EU-Beitritt bringt Änderungen
Der EU-Beitritt brachte das Ziel mit sich, Produktionsüberschüsse zu reduzieren. So wurden dann beispielsweise Zahlungen an die Stilllegung von Ackerflächen geknüpft. Für die Stilllegung gab es ab 1995 zwei Möglichkeiten: die Rotationsbrache oder die Dauerbrache. Für den Weinbau gab es die ÖPUL-Maßnahme „Integrierte Produktion im Weinbau“, diese Maßnahme enthielt unter anderen Einschränkungen bei der Düngung von Stickstoff, Phosphor und Kalium. Mit anderen Worten: Diese Umweltprämien waren an die Zurückhaltung beim Düngen geknüpft.
Ab Anfang der 1970er-Jahre erreichte der Mineraldüngeraufwand je Hektar bis in die Mitte der 1980er-Jahre seinen Höhepunkt, lediglich der sogenannten „Ölpreisschock“ sorgte für einen deutlichen Absatzrückgang.

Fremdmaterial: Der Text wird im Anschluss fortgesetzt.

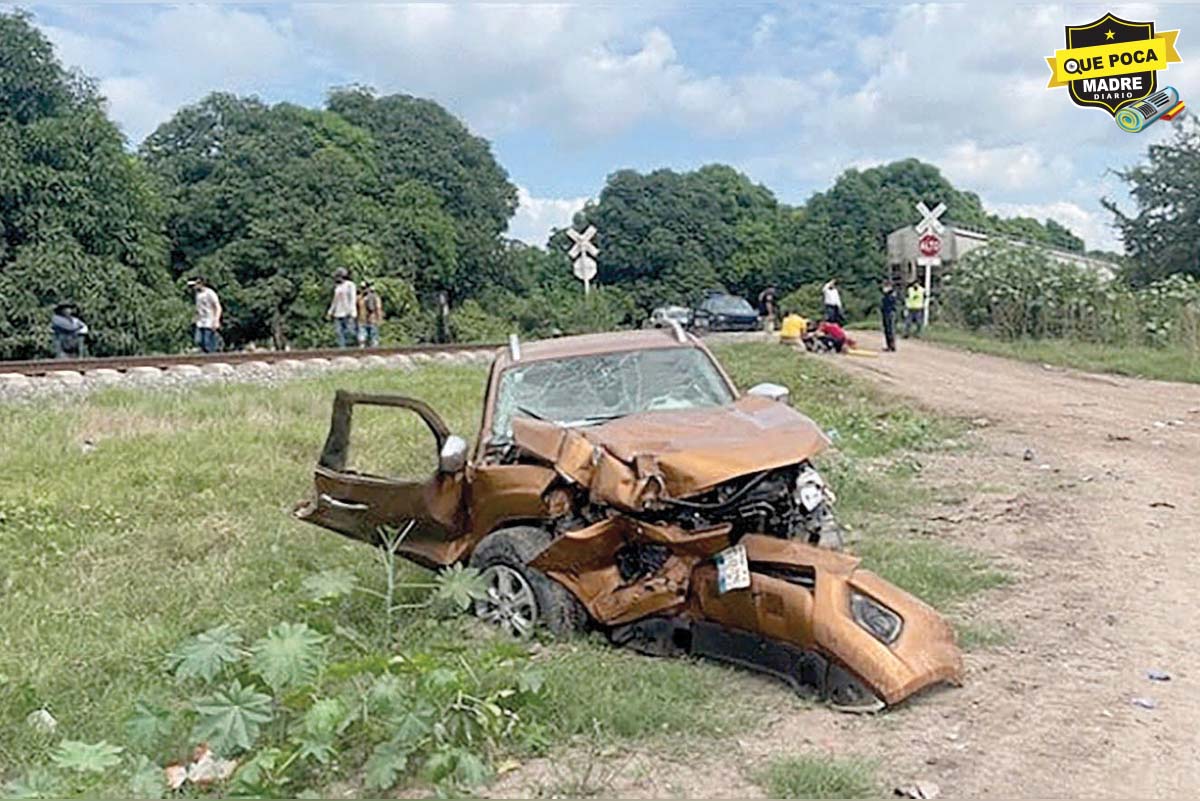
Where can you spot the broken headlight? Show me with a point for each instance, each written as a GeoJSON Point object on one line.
{"type": "Point", "coordinates": [883, 624]}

Wohin wird sich die Düngung entwickeln?
Seit Mitte der 1980er-Jahre geht der Nährstoffeintrag über Mineraldünger im Durchschnitt je Hektar landwirtschaftlicher Nutzfläche deutlich zurück. Zunehmende Genauigkeiten hinsichtlich Düngerbemessung und Düngerverteilung werden erwartet – Stichwort: Teilflächenspezifische Düngung. Da entwickeln sich aktuell interessante Ansätze. Ebenso werden kommende Maßnahmen zur Verringerung des Ausstoßes von Treibhausgasen Auswirkungen auf den Düngungsbereich haben, schließlich ist die Erzeugung von Stickstoffmineraldüngern mit einem deutlichen Energieaufwand verbunden.